Prosecutors maintained during the Sept. 19 hearing that the case had issues, but they did not explicitly say that Syed was factually innocent.

“To be clear, the State is not asserting at this time that Defendant is innocent,” the state’s motion said, noting that the investigation into Lee’s killing is ongoing. “However, for all the reasons set forth below, the State no longer has confidence in the integrity of the conviction.”

Young Lee, however, reportedly said he felt “betrayed” and “blindsided” by the decision to vacate Syed’s conviction.

Additional DNA testing is apparently ongoing, and the results thereof will apparently dictate the remaining trajectory of the case.

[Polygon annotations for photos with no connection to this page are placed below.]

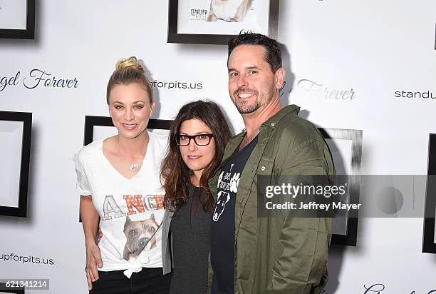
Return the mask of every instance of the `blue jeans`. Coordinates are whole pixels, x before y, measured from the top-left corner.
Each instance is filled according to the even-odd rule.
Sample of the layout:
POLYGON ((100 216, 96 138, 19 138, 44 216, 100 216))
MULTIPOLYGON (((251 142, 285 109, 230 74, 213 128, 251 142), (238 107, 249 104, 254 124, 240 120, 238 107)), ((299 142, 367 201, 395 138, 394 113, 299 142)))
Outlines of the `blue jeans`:
POLYGON ((99 279, 93 282, 90 294, 167 294, 170 292, 171 274, 163 275, 162 268, 143 268, 129 279, 124 270, 98 272, 99 279))

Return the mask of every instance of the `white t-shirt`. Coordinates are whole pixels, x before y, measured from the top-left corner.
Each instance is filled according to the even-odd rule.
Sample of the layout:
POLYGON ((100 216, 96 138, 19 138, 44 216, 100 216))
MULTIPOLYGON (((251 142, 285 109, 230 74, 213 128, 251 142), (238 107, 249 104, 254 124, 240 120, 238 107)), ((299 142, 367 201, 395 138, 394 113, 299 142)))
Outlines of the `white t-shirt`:
POLYGON ((92 196, 100 218, 98 247, 103 265, 99 270, 125 270, 130 278, 142 268, 162 265, 165 191, 159 173, 167 136, 150 132, 148 136, 141 168, 130 180, 104 156, 103 141, 90 143, 74 156, 76 190, 92 196))

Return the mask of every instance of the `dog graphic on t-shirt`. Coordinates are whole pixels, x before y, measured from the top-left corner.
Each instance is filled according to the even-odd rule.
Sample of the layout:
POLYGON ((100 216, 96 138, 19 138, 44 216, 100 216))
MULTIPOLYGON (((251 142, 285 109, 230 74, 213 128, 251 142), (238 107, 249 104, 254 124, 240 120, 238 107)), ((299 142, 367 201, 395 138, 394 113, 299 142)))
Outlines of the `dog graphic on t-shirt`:
POLYGON ((136 258, 142 250, 156 247, 155 233, 159 228, 155 215, 142 220, 132 220, 127 216, 124 224, 124 234, 126 238, 123 257, 126 260, 136 258))

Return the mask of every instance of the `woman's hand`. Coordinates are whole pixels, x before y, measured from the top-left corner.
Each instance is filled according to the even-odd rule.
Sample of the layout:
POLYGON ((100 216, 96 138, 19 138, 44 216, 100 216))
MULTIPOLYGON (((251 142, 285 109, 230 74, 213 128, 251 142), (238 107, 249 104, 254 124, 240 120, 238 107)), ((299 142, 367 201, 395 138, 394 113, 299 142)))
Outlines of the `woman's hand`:
POLYGON ((86 280, 88 288, 90 290, 93 288, 93 282, 98 280, 97 268, 103 266, 100 248, 95 243, 99 216, 90 195, 81 196, 81 216, 86 248, 86 280))
POLYGON ((100 248, 93 243, 86 245, 86 280, 88 280, 88 288, 93 288, 93 282, 98 280, 98 268, 103 266, 100 248))

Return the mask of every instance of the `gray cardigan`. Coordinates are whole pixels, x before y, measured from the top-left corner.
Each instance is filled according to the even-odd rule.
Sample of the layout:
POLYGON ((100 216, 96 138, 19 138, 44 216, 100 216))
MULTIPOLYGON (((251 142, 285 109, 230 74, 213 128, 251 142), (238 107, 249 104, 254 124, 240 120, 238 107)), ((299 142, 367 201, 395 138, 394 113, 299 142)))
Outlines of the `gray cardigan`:
MULTIPOLYGON (((171 260, 171 256, 172 255, 170 252, 170 244, 171 240, 169 240, 169 239, 171 240, 170 237, 170 224, 171 223, 172 214, 172 212, 165 209, 163 220, 162 225, 160 225, 160 229, 162 230, 162 268, 164 275, 171 273, 172 268, 172 261, 171 260)), ((171 248, 172 248, 172 245, 171 248)))

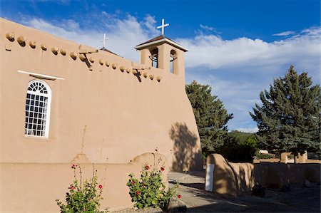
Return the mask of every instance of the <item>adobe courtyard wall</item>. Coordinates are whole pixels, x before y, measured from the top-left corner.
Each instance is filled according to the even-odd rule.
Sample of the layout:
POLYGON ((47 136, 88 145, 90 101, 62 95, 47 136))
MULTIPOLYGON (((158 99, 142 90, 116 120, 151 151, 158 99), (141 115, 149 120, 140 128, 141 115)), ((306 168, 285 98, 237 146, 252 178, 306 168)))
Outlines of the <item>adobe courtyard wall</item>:
POLYGON ((91 162, 126 164, 157 148, 172 170, 201 168, 183 72, 101 50, 83 61, 81 53, 95 49, 4 19, 0 29, 1 162, 70 162, 83 152, 91 162), (26 90, 34 79, 52 91, 48 138, 24 135, 26 90))
POLYGON ((320 181, 320 163, 282 162, 232 163, 219 154, 208 156, 207 164, 214 164, 213 192, 236 195, 251 192, 255 182, 263 187, 280 187, 290 183, 320 181))
MULTIPOLYGON (((133 207, 126 185, 128 175, 138 178, 146 163, 153 168, 164 166, 163 180, 168 182, 168 166, 165 157, 145 153, 127 164, 81 163, 83 181, 97 170, 98 185, 103 185, 101 210, 111 212, 133 207), (154 157, 155 155, 155 157, 154 157), (158 163, 158 159, 161 159, 158 163)), ((0 172, 0 212, 58 212, 56 199, 65 203, 66 192, 73 180, 70 163, 1 163, 0 172)), ((79 172, 76 170, 78 177, 79 172)))

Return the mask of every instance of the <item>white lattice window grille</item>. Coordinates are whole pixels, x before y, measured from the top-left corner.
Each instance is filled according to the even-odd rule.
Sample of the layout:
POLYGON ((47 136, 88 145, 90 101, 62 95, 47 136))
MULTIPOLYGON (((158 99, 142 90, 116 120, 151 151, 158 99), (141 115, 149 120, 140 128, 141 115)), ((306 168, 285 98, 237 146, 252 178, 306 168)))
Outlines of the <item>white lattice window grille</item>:
POLYGON ((48 137, 51 102, 48 84, 40 80, 31 80, 26 94, 25 135, 48 137))

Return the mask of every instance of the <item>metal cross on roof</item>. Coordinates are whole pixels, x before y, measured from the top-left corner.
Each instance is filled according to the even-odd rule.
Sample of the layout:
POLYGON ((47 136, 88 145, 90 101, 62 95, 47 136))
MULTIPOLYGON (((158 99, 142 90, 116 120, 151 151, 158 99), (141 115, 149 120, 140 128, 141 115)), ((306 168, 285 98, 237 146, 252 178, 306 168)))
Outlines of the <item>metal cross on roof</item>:
POLYGON ((162 35, 163 35, 164 34, 164 28, 165 26, 169 26, 169 24, 164 24, 164 19, 162 19, 162 25, 158 26, 157 27, 157 28, 162 28, 162 35))
POLYGON ((106 48, 106 41, 108 40, 108 38, 106 38, 106 33, 103 33, 103 39, 99 41, 99 42, 103 41, 103 48, 106 48))

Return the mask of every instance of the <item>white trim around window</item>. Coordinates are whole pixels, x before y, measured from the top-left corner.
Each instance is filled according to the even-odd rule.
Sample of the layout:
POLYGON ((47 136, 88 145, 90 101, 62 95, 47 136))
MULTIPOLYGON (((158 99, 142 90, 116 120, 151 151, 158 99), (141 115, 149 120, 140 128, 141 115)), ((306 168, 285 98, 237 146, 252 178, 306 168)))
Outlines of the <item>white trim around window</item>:
POLYGON ((25 135, 48 138, 51 104, 49 85, 42 80, 30 81, 26 98, 25 135))

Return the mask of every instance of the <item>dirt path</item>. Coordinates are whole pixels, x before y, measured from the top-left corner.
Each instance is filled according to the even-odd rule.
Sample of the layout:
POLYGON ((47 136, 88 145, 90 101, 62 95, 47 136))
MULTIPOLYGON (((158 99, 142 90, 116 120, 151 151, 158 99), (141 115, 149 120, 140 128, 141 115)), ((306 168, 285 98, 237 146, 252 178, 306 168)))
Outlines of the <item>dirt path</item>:
POLYGON ((228 197, 203 190, 204 173, 169 175, 170 182, 180 182, 180 199, 188 212, 320 212, 320 186, 316 183, 310 188, 292 184, 287 192, 267 189, 263 198, 245 194, 228 197))
MULTIPOLYGON (((320 186, 311 183, 311 187, 292 184, 291 191, 280 192, 278 189, 265 189, 265 197, 241 194, 237 197, 224 197, 203 189, 205 172, 188 174, 170 172, 170 185, 179 181, 180 199, 186 204, 187 212, 321 212, 320 186)), ((118 213, 162 212, 160 209, 134 210, 118 213)))

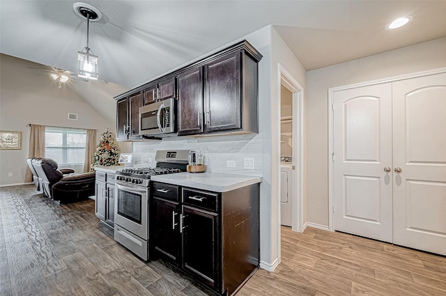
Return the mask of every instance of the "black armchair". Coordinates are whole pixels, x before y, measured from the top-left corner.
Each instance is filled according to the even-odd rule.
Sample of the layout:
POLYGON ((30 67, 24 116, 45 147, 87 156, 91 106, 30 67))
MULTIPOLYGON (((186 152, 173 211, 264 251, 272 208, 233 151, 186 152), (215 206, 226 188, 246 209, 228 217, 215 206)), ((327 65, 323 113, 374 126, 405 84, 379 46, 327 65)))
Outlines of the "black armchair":
POLYGON ((49 158, 31 160, 44 194, 55 201, 71 202, 95 194, 95 173, 74 173, 71 169, 57 169, 57 163, 49 158))

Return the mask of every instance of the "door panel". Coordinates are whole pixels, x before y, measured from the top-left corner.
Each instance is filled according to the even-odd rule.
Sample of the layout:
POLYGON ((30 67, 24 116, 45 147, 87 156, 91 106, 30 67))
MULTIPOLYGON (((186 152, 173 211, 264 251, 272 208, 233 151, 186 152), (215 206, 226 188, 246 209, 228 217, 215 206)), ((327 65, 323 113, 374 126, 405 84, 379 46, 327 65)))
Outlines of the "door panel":
POLYGON ((380 191, 379 178, 345 176, 344 210, 346 217, 379 223, 380 191), (362 192, 357 194, 357 192, 362 192))
POLYGON ((288 202, 288 173, 280 172, 280 202, 288 202))
POLYGON ((394 243, 446 255, 446 73, 393 84, 394 243))
POLYGON ((392 84, 334 93, 334 228, 392 241, 392 84))
POLYGON ((280 224, 291 227, 293 225, 293 170, 291 166, 280 168, 280 224))

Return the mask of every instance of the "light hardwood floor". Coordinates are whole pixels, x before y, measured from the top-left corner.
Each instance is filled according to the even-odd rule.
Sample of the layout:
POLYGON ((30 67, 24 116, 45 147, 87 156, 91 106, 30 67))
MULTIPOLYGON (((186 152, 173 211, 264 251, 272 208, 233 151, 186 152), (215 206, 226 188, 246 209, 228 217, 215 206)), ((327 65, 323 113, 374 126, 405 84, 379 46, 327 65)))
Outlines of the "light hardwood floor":
MULTIPOLYGON (((282 263, 237 296, 446 295, 446 258, 363 237, 282 228, 282 263)), ((0 188, 0 295, 209 295, 113 240, 91 200, 59 205, 33 185, 0 188)))

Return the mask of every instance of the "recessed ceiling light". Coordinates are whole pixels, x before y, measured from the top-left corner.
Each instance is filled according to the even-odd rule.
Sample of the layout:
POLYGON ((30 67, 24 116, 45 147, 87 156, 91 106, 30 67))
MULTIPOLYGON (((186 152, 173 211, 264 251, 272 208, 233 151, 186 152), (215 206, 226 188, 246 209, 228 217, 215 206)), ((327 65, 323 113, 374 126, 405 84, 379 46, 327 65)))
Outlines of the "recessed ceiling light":
POLYGON ((413 17, 411 16, 399 17, 394 21, 392 22, 390 24, 385 26, 385 29, 387 30, 392 30, 394 29, 399 28, 401 26, 404 26, 409 22, 410 22, 412 20, 413 20, 413 17))

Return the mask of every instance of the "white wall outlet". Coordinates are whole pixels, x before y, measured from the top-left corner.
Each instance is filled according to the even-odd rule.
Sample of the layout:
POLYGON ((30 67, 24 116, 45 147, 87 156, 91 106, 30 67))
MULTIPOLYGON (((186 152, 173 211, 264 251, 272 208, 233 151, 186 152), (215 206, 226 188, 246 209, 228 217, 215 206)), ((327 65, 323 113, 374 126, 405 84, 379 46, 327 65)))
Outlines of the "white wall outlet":
POLYGON ((243 166, 243 169, 254 169, 254 157, 245 157, 245 165, 243 166))
POLYGON ((235 168, 236 167, 236 161, 235 160, 226 160, 226 166, 229 168, 235 168))

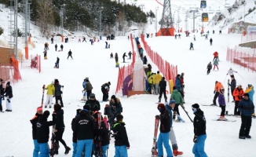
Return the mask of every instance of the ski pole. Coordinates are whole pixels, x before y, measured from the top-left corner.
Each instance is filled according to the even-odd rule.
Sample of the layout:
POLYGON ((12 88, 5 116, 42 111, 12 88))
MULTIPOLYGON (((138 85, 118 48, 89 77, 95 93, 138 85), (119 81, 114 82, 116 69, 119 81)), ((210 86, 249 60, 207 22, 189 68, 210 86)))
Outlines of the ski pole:
POLYGON ((181 104, 181 108, 183 108, 183 110, 184 110, 184 111, 187 114, 187 115, 188 115, 188 117, 189 118, 189 119, 190 119, 190 121, 192 122, 193 122, 193 120, 190 118, 190 116, 188 115, 188 111, 185 111, 185 107, 183 106, 183 104, 181 104))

“If that DNA comes back inconclusive, I will certify that he’s innocent,” Baltimore City State’s Attorney Marilyn Mosby said, according to Baltimore CBS affiliate WJZ. “If it comes back to two alternative suspects, I will certify that he’s innocent. If it comes back to Adnan Syed, the state is still in a position to proceed upon the prosecution.”

Prosecutor Becky Feldman reportedly said she was able to access the original case file from the state attorney general in June. Handwritten notes identified two other suspects, including a person who had apparently threatened to kill Lee. That evidence was never given to the defense, she said. Maryland Attorney General Brian Frosh, however, said that is not true; he criticized the motion to vacate Syed’s conviction.

“Among the other serious problems with the motion to vacate, the allegations related to Brady violations are incorrect,” he said in a statement published Sept. 19. “Neither State’s Attorney Mosby nor anyone from her office bothered to consult with either the Assistant State’s Attorney who prosecuted the case or with anyone in my office regarding these alleged violations. The file in this case was made available on several occasions to the defense.”

Marisa Sarnoff contributed to this report.